WAGENINGEN – The Netherlands Institute of Ecology is to have its own ‘food forest’. Researchers and students have begun planting a variety of fruits, vegetables and other edible plant species in the grounds around the NIOO building. No fertilizers are being used: the principles of a natural forest apply. In the future, fruits from the agroforest will be served in the NIOO canteen.

The first tree of the NIOO food forest was planted by director Louise Vet on 21 February, together with well-known Indian environmentalist Vandana Shiva and Wageningen UR-professor Pablo Tittonell. They were joined by a crowd of around seventy visitors from the Food Otherwise conference being held in Wageningen.

‘Practice what you preach’
Tittonell: “The NIOO is practising what it preaches. It’s doing more than just carrying out scientific research to demonstrate that there are viable alternatives to monoculture and agricultural chemicals. The project may be small, but the principles on display here are no less significant for that.”

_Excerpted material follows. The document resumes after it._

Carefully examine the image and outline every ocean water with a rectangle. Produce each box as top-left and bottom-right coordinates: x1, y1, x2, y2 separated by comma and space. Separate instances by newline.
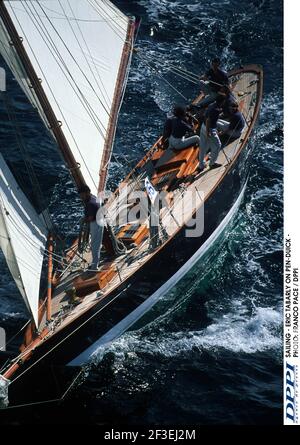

This project was started under the former colaboration of Food Forestry Netherlands. Since November 2015 This project has been taken over by Æ – Food Forestry Development, founded by Xavier San Giorgi. They look for natural answers to questions do with landscape and human inhabitation, stressing that we have a lot to learn from nearly four billion years of evolution and natural selection. They see agroforests such as the one being planted at the NIOO as nature’s own solution to many of the problems facing modern agriculture.

Surprising flavours
A food forest yields a surprising range of species and flavours, is a wonderful shelter for animals and shows ecological interactions at their fullest. Buckthorns produce nitrogen in their roots. This helps hazels grow and produce nuts. Birds in next boxes feed their young on caterpillars and aphids, preventing them from becoming pests. Chestnuts and butternut trees offer shade and a wealth of organic materials, providing the perfect climate for plant species such as the ostrich fern.

The NIOO food forest comprises three distinct zones:

  • Indigenous flora
    A range of edible plants that are indigenous to the Netherlands: hazel, ramson, woodland strawberry, mallow, linden and Solomon’s seal (the shoots, not the poisonous berries). 
  • Before 1500
    Romans and Carolingians imported many edible plant species into this part of Europe. Some of them established a permanent presence, such as wild cherry, medlar and horse radish. Such ‘assimilated’ species are called archaeophytes.
  • Pleicstocene
    In this zone you will find plant species that have been extinct in the Netherlands since the ice age and that are mostly known from fossils found along the river Maas at Tegelen and Reuvers. In other areas, these species did survive the cold: bladder nut, hardy kiwi, grape and magnolia.


Tekst from NIOO-KNAW _________________________________________________________________________

The NIOO is one of the largest research institutes of the Royal Netherlands Academy of Arts and Sciences (KNAW), with more than 200 employees and students. It is specialised in fundamental and strategic ecological research. As of early 2011, the NIOO is based in a sustainably-built research laboratory in Wageningen, the Netherlands.